Whats happening now.

Options are 

a rethink and giving a course on the west coast a chance to organise something for it or have a complete re think of date and venue.

Or just a change in course same date close by location...
same location / differenct date...

Your thoughts please..


----------



## stevek1969 (Mar 12, 2010)

Pity that as its gets really good reviews,more than willing to travel so anywhere for me really.My place would be cracking at that time of year but i know they wouldn't budge on the price , because they think they are above that.


----------



## thecraw (Mar 12, 2010)

What about a fall back plan of Auchterarder?


----------



## algar5 (Mar 12, 2010)

What about a fall back plan of Auchterarder?
		
Click to expand...

Gets my vote. Had a couple of days out there last year and it was a great venue for either 18 or 36 holes and the clubhouse was spot on as well.


----------



## CannyFifer (Mar 12, 2010)

Auchterarder would do me too, although I'll be there if the date stays the same anywhere.I'm easy


----------



## Iaing (Mar 12, 2010)

Fine by me.


----------



## StuartD (Mar 12, 2010)

More than half of the votes were for Blairgowrie and the venue was picked before a date. There were a few who dropped out after the date was selected, so i would suggest the same venue but a different date


----------



## stevek1969 (Mar 12, 2010)

More than half of the votes were for Blairgowrie and the venue was picked before a date. There were a few who dropped out after the date was selected, so i would suggest the same venue but a different date
		
Click to expand...

A valid point Stuart,but would we get that sort of deal at the weekend.
I'm up for Auchterarder if thats the choice have had some cracking days there,some i cant remember


----------



## Farneyman (Mar 12, 2010)

Auchterarder would do me too, although I'll be there if the date stays the same anywhere.I'm easy 

Click to expand...

as above ...if the date changes I will have to wait and see if it clashes with anything...


----------



## bordergolfer (Mar 13, 2010)

Hey guys. I'm easy and will go wherever the crowd takes me.


----------



## John_Findlay (Mar 13, 2010)

Agree with StuartD. 

If alternative dates are available at Blairgowrie then that would make more sense. Perhaps Toad can let us know which are available. Monday instead of a Friday?

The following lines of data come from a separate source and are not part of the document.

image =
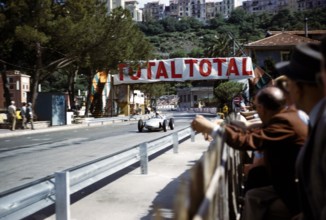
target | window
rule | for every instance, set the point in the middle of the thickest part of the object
(285, 55)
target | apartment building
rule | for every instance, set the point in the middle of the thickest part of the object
(136, 13)
(273, 6)
(153, 11)
(202, 10)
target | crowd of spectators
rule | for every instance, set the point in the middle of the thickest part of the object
(287, 178)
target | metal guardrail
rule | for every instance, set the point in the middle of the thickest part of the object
(23, 201)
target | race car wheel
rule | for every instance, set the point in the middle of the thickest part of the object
(165, 125)
(171, 123)
(140, 125)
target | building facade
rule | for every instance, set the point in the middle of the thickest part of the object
(273, 6)
(136, 13)
(18, 85)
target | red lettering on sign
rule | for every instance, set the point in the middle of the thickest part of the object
(244, 68)
(201, 67)
(138, 74)
(173, 73)
(219, 62)
(161, 71)
(149, 69)
(232, 68)
(191, 66)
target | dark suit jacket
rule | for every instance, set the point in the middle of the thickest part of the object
(280, 140)
(311, 166)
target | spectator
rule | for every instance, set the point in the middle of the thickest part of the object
(12, 115)
(29, 115)
(282, 83)
(23, 115)
(281, 137)
(225, 110)
(307, 92)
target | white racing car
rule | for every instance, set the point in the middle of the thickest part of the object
(156, 123)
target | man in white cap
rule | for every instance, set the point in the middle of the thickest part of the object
(12, 115)
(29, 115)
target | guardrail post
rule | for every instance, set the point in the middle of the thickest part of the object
(143, 158)
(192, 135)
(175, 143)
(62, 196)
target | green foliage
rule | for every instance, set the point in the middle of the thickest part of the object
(226, 91)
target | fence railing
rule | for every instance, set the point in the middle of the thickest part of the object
(215, 186)
(23, 201)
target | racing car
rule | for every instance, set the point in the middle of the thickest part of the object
(156, 123)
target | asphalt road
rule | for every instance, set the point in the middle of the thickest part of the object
(27, 158)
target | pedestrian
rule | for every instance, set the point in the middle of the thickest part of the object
(225, 110)
(29, 115)
(280, 138)
(12, 115)
(306, 89)
(23, 115)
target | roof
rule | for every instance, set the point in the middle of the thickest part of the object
(282, 40)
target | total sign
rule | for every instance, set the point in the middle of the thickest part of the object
(183, 69)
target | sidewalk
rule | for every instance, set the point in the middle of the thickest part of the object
(88, 122)
(135, 196)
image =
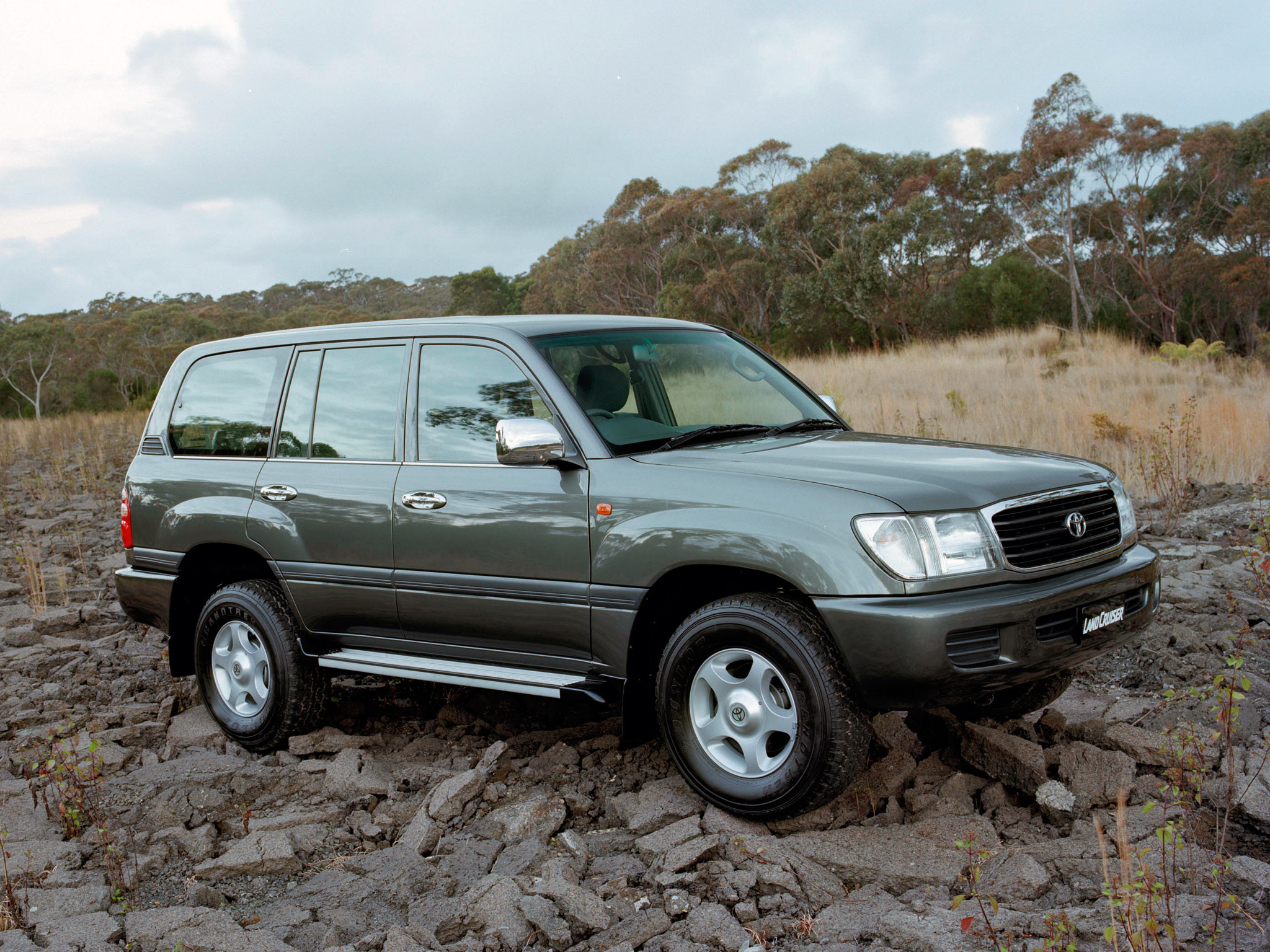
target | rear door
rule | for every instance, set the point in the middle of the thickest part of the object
(500, 559)
(323, 503)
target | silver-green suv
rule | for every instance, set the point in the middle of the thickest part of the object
(639, 511)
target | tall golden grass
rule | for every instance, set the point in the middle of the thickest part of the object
(79, 452)
(1043, 390)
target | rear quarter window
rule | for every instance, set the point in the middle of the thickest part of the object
(226, 404)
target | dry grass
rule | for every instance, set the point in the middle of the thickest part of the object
(81, 452)
(1030, 390)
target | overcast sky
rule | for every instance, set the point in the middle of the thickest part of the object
(216, 146)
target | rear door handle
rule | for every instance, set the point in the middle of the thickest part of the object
(424, 500)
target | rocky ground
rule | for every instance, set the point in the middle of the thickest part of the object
(470, 822)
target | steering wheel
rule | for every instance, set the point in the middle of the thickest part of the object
(753, 375)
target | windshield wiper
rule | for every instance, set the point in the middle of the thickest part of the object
(807, 423)
(719, 430)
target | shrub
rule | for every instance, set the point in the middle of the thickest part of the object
(1169, 461)
(1198, 351)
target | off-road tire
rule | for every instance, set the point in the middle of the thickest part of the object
(831, 746)
(298, 694)
(1015, 702)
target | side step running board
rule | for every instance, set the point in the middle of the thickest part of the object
(518, 681)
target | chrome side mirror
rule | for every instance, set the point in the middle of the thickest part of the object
(527, 441)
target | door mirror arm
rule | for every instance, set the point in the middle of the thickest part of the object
(527, 441)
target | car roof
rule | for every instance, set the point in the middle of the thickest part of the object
(523, 324)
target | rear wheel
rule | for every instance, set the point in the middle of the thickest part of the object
(756, 708)
(1015, 702)
(254, 679)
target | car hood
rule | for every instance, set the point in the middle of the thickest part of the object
(917, 475)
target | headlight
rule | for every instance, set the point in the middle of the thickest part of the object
(917, 547)
(1128, 522)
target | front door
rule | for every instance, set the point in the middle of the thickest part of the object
(323, 503)
(489, 558)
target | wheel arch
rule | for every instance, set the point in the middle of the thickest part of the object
(203, 569)
(672, 598)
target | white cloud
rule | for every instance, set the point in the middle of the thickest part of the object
(803, 59)
(211, 205)
(45, 223)
(969, 131)
(70, 83)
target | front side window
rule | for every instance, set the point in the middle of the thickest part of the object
(225, 405)
(356, 412)
(464, 391)
(642, 389)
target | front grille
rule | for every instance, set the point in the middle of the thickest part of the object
(974, 649)
(1036, 535)
(1057, 626)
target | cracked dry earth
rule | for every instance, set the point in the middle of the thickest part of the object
(473, 822)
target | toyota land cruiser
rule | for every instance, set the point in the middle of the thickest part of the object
(641, 511)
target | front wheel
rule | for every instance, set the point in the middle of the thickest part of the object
(254, 679)
(756, 708)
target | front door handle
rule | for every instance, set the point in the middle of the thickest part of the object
(424, 500)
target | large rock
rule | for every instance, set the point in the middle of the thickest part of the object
(865, 795)
(1055, 801)
(258, 853)
(690, 853)
(536, 816)
(1095, 776)
(658, 804)
(422, 833)
(711, 924)
(1015, 762)
(499, 909)
(454, 794)
(193, 930)
(670, 837)
(633, 931)
(329, 741)
(1018, 878)
(582, 909)
(897, 858)
(1142, 746)
(193, 728)
(355, 774)
(894, 734)
(541, 913)
(856, 918)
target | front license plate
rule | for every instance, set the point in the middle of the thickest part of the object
(1096, 617)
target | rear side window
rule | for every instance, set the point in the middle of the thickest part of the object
(226, 404)
(357, 410)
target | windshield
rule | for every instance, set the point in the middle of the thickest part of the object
(642, 389)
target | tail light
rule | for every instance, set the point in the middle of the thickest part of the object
(126, 519)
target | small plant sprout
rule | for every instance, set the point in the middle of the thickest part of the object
(977, 856)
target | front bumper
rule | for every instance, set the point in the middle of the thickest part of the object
(897, 648)
(145, 596)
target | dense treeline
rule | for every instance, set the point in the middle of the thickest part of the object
(1160, 232)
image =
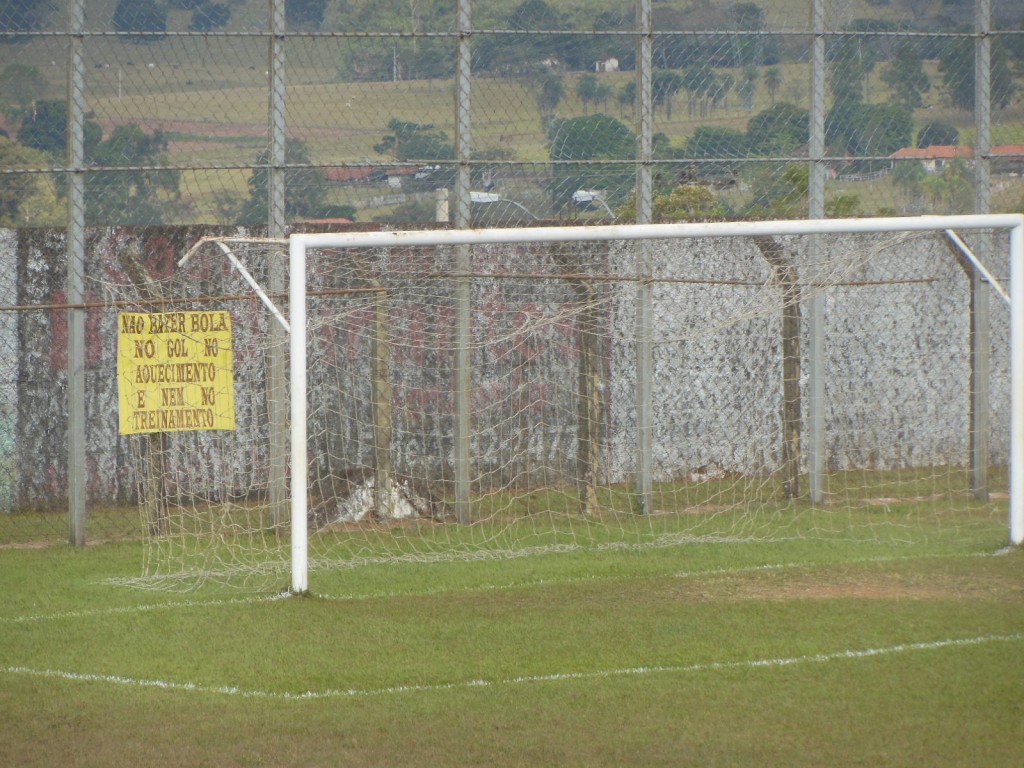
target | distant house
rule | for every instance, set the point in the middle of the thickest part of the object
(353, 175)
(1008, 159)
(349, 175)
(934, 158)
(1005, 158)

But I've played Auchterarder too and it's a good course which I'd like to play again so I'll go with the flow.


----------



## thecraw (Mar 13, 2010)

As far as I can see Blairgowrie are happy to take our money when it suits then. They have told Toad they can't accomodate the GM forum on any Friday in August. Sod em they cant have their cake and eat it.

Boys come when it suits us to have your money, reguards, Blairgowrie. Sounds as though they are trying to maximise their income potential, bet there would be a different attitude to a Monday, Tuesday or a Wednesday.

Auchterarder or even back to Muckhart which was in tip top condition last year.


----------



## DCB (Mar 13, 2010)

In the good old days it was always a venue that was booked 12 months in advance for popular outings, Fridays being a popular outing day  

Must say Craw, in my experience most clubs are like that when you are trying to book a larger party. They are happy to take your booking on their terms. Thats just business.


----------



## DelB (Mar 13, 2010)

As per Craw's suggestion, I'd quite happily go back to Muckhart too. We got a superb deal there too, I seem to recall.


----------



## IM01 (Mar 13, 2010)

Tried to get a game at Blairgowrie last year on a Friday but it's a competition day for them so it'll be a big ask to fit in a large party...even with 2 courses!


----------



## Andy (Mar 13, 2010)

Is the price quoted for Ladybank (51/61) making Ladybank aware of the possible numbers and it will be a GM outing?

Might reduce costs if they know who's coming or they may just tell us to get lost lol

Andy


----------



## DCB (Mar 13, 2010)

Is the price quoted for Ladybank (51/61) making Ladybank aware of the possible numbers and it will be a GM outing?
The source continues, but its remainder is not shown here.